Although most of us are used to simple plurality-based elections in which the candidate with the most votes wins, there are other voting methods that have been proven to be fairer according to various criteria. In this project, we will investigate two other such voting methods. For all of the parts of the project, we will assume that there are four candidates named Amelia, Beth, Caroline, and David (abbreviated A, B, C, and D).
The voting results for an election are stored in a data file containing one ballot per line. Each ballot consists of one voter’s ranking of the candidates. For example, a small file might look like:
B A D C
D B A C
B A C D
To begin, write a function
readVotes(fileName)
that returns these voting results as a list containing one list for each ballot. For example, the file above should be stored in a list that looks like this:
[['B', 'A', 'D', 'C'], ['D', 'B', 'A', 'C'], ['A', 'B', 'C', 'D']]
There are three sample voting result files on the book web site. Also feel free to create your own.

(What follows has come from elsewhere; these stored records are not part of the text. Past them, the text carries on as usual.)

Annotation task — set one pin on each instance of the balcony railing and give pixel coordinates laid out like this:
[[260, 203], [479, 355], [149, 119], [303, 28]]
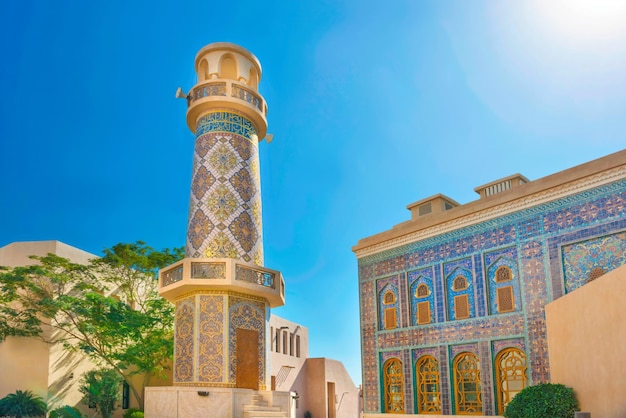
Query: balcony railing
[[173, 275], [227, 89], [250, 275]]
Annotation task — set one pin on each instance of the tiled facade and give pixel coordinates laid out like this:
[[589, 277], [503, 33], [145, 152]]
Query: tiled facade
[[547, 246], [225, 208], [203, 356]]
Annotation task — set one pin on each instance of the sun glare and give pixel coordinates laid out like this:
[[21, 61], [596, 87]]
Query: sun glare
[[597, 22]]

First, we will implement basic plurality voting. Write a function
plurality(ballots)
that prints the winner (or winners if there is a tie) of the election based on a plurality count. The parameter of the function is a list of ballots like that returned by the readVotes
function. Your function should first iterate over all of the ballots and count the number of first-place votes won by each candidate. Store these votes in a dictionary containing one entry for each candidate. To break the problem into more manageable pieces, write a “helper function”
printWinners(points)
that determines the winner (or winners if there is a tie) based on this dictionary (named points
), and then prints the outcome. Call this function from your plurality
function.
Next, we will implement a vote counting system known as a Borda count, named after Jean-Charles de Borda, a mathematician and political scientist who lived in 18th century France. For each ballot in a Borda count, a candidate receives a number of points equal to the number of lower-ranked candidates on the ballot. In other words, with four candidates, the first place candidate on each ballot is awarded three points, the second place candidate is awarded two points, the third place candidate is awarded one point, and the fourth place candidate receives no points. In the example ballot above, candidate B is the winner because candidate A receives 2 + 1 + 2 = 5 points, candidate B receives 3 + 2 + 3 = 8 points, candidate C receives 0 + 0 + 1 = 1 points, and candidate D receives 1 + 3 + 0 = 4 points. Note that, like a plurality count, it is possible to have a tie with a Borda count.
Write a function
borda(ballots)
that prints the winner (or winners if there is a tie) of the election based on a Borda count. Like the plurality
function, this function should first iterate over all of the ballots and count the number of points won by each candidate. To make this more manageable, write another “helper function” to call from within your loop named
processBallot(points, ballot)
that processes each individual ballot and adds the appropriate points to the dictionary of accumulated points named points
. Once all of the points have been accumulated, call the printWinners
above to determine the winner(s) and print the outcome.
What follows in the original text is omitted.